In many ways, this is the great failing of The Phantom Menace 3D. Its conversion does indeed render the experience of watching it (particularly on the big screen) more immersive than ever before – and with less of a physical barrier between the audience and the action, it’s even harder to ignore just what an amateurish film this is. The script is terrible, the characterisation scarcely exists and the plot is roughly bolted together to ensure the next high-octane sequence is never too far away. Great lumps of clunky exposition litter the dialogue (“Qui-Gon, I’ve been wondering – what are midichlorians?”) and Jake Lloyd is once more able to remind us that, against all the odds, he was actually a worse Anakin than Hayden Christensen. It’s an achievement of sorts, I suppose.

The original Star Wars trilogy retains its status as a crowning achievement in sci-fi, even if its good name was sullied by the disastrous prequels (of which Episode I can arguably call itself the worst).
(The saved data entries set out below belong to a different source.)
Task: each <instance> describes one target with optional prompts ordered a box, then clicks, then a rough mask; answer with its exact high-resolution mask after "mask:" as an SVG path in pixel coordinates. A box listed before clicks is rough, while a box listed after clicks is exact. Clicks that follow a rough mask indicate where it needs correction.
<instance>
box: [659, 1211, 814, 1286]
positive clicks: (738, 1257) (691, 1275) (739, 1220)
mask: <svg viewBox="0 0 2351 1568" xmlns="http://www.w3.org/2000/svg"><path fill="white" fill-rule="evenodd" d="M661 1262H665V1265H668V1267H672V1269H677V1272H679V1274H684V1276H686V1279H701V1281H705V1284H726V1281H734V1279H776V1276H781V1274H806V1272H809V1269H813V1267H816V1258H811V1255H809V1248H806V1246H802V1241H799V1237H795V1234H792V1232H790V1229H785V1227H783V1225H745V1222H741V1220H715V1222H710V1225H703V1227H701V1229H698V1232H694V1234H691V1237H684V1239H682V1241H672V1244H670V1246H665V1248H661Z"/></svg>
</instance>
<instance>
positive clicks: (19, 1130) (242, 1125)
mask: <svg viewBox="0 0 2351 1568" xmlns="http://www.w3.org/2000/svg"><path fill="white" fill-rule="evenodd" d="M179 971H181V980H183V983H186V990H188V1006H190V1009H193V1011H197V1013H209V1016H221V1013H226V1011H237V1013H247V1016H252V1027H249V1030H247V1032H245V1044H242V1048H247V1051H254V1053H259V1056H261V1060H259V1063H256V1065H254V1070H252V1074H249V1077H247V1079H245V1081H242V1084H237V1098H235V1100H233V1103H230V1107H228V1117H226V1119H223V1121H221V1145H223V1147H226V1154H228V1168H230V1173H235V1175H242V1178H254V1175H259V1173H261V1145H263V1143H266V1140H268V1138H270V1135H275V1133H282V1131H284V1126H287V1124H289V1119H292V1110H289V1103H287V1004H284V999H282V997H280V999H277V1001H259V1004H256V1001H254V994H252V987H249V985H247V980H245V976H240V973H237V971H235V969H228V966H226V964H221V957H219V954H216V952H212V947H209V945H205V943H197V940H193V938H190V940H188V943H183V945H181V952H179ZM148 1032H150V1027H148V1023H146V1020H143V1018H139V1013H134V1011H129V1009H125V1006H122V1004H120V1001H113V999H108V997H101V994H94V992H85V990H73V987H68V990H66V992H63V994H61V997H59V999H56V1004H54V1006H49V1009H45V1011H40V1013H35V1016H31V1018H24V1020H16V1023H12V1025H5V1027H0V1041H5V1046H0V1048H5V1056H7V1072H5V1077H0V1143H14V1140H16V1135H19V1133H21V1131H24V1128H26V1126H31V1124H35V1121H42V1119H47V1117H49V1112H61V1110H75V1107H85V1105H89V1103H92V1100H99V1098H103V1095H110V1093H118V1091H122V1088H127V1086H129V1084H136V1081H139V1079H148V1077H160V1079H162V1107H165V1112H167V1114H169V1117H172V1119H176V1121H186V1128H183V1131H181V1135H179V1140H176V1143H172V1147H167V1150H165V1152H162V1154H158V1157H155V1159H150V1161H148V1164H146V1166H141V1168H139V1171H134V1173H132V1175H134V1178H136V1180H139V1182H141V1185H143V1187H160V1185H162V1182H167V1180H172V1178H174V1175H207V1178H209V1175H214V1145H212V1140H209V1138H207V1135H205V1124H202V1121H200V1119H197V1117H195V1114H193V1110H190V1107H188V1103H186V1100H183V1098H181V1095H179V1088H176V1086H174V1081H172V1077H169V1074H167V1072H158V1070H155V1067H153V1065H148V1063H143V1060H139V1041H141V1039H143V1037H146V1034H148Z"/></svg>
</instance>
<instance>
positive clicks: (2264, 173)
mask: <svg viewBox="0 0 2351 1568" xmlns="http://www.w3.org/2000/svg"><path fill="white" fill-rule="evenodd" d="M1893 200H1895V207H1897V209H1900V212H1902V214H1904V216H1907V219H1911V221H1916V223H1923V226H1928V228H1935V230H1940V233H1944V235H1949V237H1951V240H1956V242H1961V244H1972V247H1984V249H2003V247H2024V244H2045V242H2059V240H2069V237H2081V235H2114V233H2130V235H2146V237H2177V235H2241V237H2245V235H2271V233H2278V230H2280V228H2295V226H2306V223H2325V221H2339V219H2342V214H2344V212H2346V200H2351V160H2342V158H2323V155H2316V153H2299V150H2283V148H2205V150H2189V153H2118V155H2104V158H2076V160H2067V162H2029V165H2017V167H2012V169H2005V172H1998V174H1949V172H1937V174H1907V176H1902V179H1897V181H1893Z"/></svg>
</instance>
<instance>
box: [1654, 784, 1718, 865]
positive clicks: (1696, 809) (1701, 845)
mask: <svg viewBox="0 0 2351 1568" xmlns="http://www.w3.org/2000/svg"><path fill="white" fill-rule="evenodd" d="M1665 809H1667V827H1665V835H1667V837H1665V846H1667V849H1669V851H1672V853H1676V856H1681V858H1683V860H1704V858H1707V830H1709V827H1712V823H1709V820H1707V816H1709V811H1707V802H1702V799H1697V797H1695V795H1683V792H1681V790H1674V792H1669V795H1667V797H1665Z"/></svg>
But how on earth are its 70s and 80s effects going to stand up to the 3D treatment? Fans were horrified when the Ewoks started blinking – they’ll never stand for this. Seeing Star Wars: Episode I again reminded me why I haven’t watched it in years – it’s a film for children in a way that the originals never were, and I fear that this unnecessary and counterproductive re-release will do nothing but remind a generation of current and former fans just how easily amused their preteen selves were. Call off the other conversions, George – the Force is anything but with this misguided venture.